Option A — Store in JSON Schema IR as x-weirding-item-tag JSON Schema permits unrecognized extension keywords. By convention, x-* prefixed keys are extension properties; standard validators and consumers tolerate and ignore them. The compiled IR dict for an array field would be:

{
  "type": "array",
  "items": {"type": "string"},
  "x-weirding-item-tag": "tag"
}

compile() returns a self-contained dict. Every consumer — Databricks, jsonschema, from_schema() — receives the item tag alongside the schema without a second call.

Option B — Strip from compile() output; store in model class attribute compile() would return a clean JSON Schema dict with no extension keys. The item tag would be stored in a separate metadata dict passed alongside the schema, or set as a class attribute (__weirding_meta__) on the generated model. The serializer would read it from the model at to_xml() time.

This splits the self-contained IR into two artifacts that must be kept in sync. A caller who caches the schema dict but not the metadata dict loses the item tag. The compile() output no longer describes the full round-trip contract. For Databricks users who pass the dict to from_schema() via a separate code path, metadata loss is a silent bug.

Option C — Derive item tag at to_xml() time via singularization to_xml() would singularize the field name at runtime: tagstag, resultsresult, etc. This avoids extending the IR entirely. However, English singularization is a heuristic that fails on irregular plurals (children, people, data, criteria, indices), domain-specific nouns (status, news, species), and non-English names common in enterprise XML. Silent divergence from the schema's declared child tag name is a round-trip integrity failure.
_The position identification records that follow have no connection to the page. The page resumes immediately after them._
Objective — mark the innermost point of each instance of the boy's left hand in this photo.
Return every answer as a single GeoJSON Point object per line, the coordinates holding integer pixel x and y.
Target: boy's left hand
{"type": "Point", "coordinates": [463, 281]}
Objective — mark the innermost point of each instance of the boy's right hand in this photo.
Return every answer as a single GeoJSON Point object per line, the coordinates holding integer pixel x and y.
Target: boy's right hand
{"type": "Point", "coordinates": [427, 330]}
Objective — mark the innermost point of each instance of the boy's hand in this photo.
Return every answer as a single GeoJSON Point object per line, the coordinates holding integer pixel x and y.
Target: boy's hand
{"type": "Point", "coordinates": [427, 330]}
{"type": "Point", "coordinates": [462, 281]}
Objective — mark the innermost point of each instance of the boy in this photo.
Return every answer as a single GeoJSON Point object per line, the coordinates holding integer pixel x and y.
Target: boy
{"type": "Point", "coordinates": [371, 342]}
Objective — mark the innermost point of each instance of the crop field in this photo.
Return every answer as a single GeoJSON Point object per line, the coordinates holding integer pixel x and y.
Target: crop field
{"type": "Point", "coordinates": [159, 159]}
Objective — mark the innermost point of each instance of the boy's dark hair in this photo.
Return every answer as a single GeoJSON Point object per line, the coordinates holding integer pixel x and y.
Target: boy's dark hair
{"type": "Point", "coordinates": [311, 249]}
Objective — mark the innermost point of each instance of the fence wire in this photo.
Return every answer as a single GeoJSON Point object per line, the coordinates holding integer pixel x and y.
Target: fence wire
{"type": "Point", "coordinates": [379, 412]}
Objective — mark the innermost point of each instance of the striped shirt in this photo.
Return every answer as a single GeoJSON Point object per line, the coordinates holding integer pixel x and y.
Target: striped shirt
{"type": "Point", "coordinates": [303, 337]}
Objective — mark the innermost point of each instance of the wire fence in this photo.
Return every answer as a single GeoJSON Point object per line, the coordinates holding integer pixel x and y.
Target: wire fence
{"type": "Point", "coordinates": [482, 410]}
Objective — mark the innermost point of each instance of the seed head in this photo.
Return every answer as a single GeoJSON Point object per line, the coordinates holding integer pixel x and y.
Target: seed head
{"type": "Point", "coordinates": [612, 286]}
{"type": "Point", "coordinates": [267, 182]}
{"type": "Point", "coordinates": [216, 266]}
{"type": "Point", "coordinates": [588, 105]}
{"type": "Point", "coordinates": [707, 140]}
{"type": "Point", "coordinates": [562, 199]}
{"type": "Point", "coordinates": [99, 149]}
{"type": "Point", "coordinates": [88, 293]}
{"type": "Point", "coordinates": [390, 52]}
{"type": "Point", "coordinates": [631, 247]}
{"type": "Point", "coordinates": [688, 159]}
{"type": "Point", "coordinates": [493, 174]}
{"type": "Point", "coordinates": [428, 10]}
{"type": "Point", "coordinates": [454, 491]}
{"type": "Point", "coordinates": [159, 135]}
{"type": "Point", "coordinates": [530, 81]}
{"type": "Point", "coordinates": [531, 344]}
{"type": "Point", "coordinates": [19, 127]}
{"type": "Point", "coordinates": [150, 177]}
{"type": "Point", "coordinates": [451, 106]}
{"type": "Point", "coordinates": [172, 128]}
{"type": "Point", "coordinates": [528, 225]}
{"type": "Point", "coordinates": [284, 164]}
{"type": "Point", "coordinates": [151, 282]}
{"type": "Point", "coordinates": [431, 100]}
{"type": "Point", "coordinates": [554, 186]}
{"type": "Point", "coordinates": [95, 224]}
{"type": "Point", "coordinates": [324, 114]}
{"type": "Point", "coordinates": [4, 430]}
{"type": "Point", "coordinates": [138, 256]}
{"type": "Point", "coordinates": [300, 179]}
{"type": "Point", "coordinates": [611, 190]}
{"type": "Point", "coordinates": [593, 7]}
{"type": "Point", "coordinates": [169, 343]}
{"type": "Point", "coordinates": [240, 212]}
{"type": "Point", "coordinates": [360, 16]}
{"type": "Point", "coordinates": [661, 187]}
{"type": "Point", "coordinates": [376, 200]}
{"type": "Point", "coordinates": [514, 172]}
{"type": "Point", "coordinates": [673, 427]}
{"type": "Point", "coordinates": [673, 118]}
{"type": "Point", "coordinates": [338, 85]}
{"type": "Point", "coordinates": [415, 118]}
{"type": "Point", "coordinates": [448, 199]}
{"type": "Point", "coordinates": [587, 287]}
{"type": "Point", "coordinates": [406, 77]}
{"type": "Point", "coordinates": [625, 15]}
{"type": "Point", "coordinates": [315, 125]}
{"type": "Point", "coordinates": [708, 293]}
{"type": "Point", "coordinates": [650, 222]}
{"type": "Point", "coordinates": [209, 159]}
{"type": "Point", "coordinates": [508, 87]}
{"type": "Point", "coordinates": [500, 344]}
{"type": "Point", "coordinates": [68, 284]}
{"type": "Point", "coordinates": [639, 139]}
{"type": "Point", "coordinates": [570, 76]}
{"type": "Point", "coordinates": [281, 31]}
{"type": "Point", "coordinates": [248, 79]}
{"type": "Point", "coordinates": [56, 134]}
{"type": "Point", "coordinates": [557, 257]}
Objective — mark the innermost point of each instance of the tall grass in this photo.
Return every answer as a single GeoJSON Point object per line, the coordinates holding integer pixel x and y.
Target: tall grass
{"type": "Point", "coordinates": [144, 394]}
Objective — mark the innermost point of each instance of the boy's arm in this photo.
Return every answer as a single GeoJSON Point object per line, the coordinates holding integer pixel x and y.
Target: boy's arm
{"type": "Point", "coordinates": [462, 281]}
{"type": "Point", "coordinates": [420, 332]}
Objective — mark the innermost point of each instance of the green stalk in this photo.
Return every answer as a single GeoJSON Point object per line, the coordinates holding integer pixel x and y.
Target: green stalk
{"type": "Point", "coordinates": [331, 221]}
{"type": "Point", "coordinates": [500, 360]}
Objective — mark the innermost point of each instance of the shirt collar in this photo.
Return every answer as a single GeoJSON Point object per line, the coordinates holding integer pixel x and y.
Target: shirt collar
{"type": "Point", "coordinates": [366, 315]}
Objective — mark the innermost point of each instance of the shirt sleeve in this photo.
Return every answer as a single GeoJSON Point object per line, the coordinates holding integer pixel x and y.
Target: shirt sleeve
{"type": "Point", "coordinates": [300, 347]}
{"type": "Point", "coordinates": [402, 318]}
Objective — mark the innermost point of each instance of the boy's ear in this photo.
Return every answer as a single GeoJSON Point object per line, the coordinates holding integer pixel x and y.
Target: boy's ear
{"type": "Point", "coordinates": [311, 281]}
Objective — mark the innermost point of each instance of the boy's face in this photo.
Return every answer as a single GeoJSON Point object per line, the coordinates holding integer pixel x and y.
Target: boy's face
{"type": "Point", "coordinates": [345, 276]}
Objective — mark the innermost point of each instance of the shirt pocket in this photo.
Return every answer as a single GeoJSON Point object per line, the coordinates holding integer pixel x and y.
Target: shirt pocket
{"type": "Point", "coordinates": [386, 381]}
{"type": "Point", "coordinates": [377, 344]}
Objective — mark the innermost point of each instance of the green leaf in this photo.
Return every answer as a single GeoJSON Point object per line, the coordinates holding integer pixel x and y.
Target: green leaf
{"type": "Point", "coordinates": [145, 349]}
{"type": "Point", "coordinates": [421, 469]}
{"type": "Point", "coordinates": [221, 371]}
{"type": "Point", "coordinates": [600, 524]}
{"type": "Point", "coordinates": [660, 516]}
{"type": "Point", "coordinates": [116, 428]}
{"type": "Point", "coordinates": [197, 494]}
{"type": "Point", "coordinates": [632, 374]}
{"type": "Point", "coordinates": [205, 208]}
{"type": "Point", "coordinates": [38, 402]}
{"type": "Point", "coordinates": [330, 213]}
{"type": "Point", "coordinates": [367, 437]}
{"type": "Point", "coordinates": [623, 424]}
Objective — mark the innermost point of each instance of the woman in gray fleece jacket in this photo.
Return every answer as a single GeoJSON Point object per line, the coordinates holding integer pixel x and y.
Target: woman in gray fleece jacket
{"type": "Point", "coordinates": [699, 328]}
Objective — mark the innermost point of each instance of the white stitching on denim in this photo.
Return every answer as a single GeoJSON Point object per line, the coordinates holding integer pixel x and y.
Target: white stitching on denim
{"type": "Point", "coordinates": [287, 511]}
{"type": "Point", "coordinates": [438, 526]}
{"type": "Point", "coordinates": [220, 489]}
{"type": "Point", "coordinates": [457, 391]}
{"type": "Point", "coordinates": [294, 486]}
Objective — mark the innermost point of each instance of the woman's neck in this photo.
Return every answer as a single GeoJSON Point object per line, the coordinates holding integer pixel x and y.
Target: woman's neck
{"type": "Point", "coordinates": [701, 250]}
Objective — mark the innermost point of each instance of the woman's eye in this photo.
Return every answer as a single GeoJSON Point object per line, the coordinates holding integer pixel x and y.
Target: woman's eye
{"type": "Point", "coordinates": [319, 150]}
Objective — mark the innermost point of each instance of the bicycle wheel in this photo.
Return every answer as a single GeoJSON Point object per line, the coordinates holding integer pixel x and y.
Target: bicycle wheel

This option was rejected as insufficiently reliable for a library targeting production enterprise XML.

Decision

weirding's JSON Schema IR includes x-weirding-item-tag as an extension key on every array-type field that has a named child element in the schema. The key is part of the public IR contract (alongside the restrictions documented in ADR-0002).

The key is set by compile_schema() in _schema.py and consumed by to_xml() in _serializers.py. from_schema() stores it in model metadata (e.g., in a __weirding_meta__ class attribute or via model.model_fields annotation) so that to_xml() can retrieve it from the model class without requiring the original schema dict at serialization time.

Standard JSON Schema consumers (jsonschema.validate(), OpenAPI tools, Databricks schema converters) follow the JSON Schema specification: unrecognized keys are ignored. The extension key does not affect validation behavior in any standard consumer.

If an array field in the annotation schema has no child element (e.g., <tags type="array"/> with no child), x-weirding-item-tag is omitted and to_xml() falls back to "item" as the default child tag name.

Consequences

Positive

  • compile() output is self-contained — a single dict carries all information needed to both build a model and round-trip serialize it.
  • to_xml() always produces XML that parse() can re-parse without configuration.
  • No heuristic failures: the item tag is always the exact tag name from the schema.
  • Extension key pattern is widely understood; no consumer will be confused by an x-* key it does not recognize.

Negative

  • compile() output is not pure JSON Schema draft 2020-12 — it contains a weirding extension key. This must be clearly documented in the compile() docstring.
  • Downstream tools that copy-paste the IR into an OpenAPI spec or JSON Schema registry will carry the extension key unless they strip it. The key is harmless but may require a strip step in some pipelines.

Neutral

  • The default fallback ("item") for schemas without a named child element must be documented. Callers who use <list type="array"/> without a child element will get <item> tags in serialized output.
  • Future XSD dialect compiler (Phase 03) must also emit x-weirding-item-tag for array types derived from maxOccurs="unbounded" elements, inferring the tag name from the repeated element name.